And then you can, at any point, you can restart that Data Studio session. Or indeed, you can also start a new Data Studio session from that existing snapshot. And no data is lost. The state from the previous session is preserved.

Phil Ewels: It’s almost like git history where you finish your analysis session and it creates a new commit and in the future you can branch off that, or you can continue working from that state.

Rob Newman: So this results in like much lower costs. You only turn on and off your Data Studio session or start and stop your Data Studio session on demand.

It’s fault tolerant. It provides improved reproducibility and also portability of your analyses. Whether it’s just for your individual user, or your collaborative teams working.

It also means that if you do accidentally leave your Data Studio session running, and you go off and get a coffee or grab lunch, or maybe you’re done with work for the day. An administrator for the workspace can come in and they can safely stop that Data Studio session.

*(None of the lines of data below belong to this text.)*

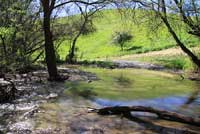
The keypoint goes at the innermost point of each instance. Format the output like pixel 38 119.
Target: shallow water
pixel 116 88
pixel 68 113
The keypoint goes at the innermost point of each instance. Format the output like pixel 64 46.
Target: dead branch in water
pixel 126 110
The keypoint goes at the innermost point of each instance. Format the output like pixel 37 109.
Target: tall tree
pixel 48 8
pixel 85 22
pixel 188 10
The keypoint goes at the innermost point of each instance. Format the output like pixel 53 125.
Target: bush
pixel 121 37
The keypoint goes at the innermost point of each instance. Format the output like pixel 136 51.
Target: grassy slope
pixel 99 44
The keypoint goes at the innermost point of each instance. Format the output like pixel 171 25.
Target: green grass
pixel 99 44
pixel 129 84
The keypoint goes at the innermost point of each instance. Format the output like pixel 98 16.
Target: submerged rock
pixel 52 96
pixel 7 91
pixel 23 127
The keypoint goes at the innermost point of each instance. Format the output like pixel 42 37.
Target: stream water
pixel 68 113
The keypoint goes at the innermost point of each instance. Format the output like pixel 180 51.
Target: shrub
pixel 121 37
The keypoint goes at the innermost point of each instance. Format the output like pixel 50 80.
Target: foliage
pixel 19 32
pixel 121 37
pixel 98 45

So costs don’t needlessly escalate. It’s just a one click. And if you compare that to what some of our customers were previously using, having to manage EC2 instances, that’s a much more complicated process.

So administrators can cleanly stop a running Data Studio session, and the environment state won’t be impacted. So it’s a huge benefit.

Also, one of the really nice things about this session persistence is these checkpoints are created every time you stop a running Data Studio, but you can use those checkpoints as the basis for a new Data Studio session.

So let’s say you want to do some exotic analysis. Maybe there’s some library that you want to install, but you don’t want to impact the parent Data Studio session.

You can go to the checkpoints tab within Data Studios, and you can say, Hey, I want to start a new Data Studio session from this pre-existing checkpoint, and it will create a new Data Studio session. It’s essentially a fork of that environment, and you can choose to keep that environment and keep doing that exotic analysis, or you can choose to, roll that those changes back into the parent Data Studio session as needed.

Data Studios RStudio demo

Phil Ewels: Rob, can you show us some of the more typical workflows that people might use this for?

Rob Syme: Yeah, sure. I think the thing that comes to mind for most people when they hear about these interactive analysis, is taking the outputs from a run and to do this work that we talked about at the beginning of the podcast: generating HTML reports or doing some sort of interactive analysis on these results.

So let’s look.

I have a workspace here. It includes Data Explorer. And I have some data links here. So these links into a bucket, into a particular directory in that bucket. So this is the Data Explorer that we saw before.

So I could look at one of these directories, and I can see there are some files in here, including a shiny NGS app. These are different nf-core differential abundance outputs.

So I can see that data, but let’s say I want to interact with the data. I can go to the Data Studios tab. I have a running Data Studio instance here.

Before I enter it, I’m just going to show you that I have mounted data in this Data Studio instance. So when I spun this up, I selected these two data links. So these two directories inside of blob storage to be mounted in my instance. And I’ve given them these names, differential abundance tests, pool results, and RNA seq test.

When I say I, but it was actually my colleague, John. He was actually one of the developers of the nf-core differential abundance pipeline.

And before we jump in I think it’s also interesting to have a look at these checkpoints. These are exactly what Rob Newman was describing before. So I can see that this particular Data Studio has been stopped twice, and every time it’s stopped, we have this checkpoint and I can give it a new name or if it’s I can also start a new Data Studio based on any one of those checkpoints.

So maybe I’ve installed a bunch of software and I like the software versions that I have here. I’m going to save that and have that as a checkpoint. And maybe I start all my new analysis or all my new projects from that checkpoint.

Let’s have a look. This is the Data Studio running. It’s just a little RStudio notebook, so I can do all the normal RStudio things.

Phil Ewels: You hit connect there, and then we’re still in the browser, right? This looks like RStudio, but we’re still running in the web browser and the URL at the top, that’s still seqera.io.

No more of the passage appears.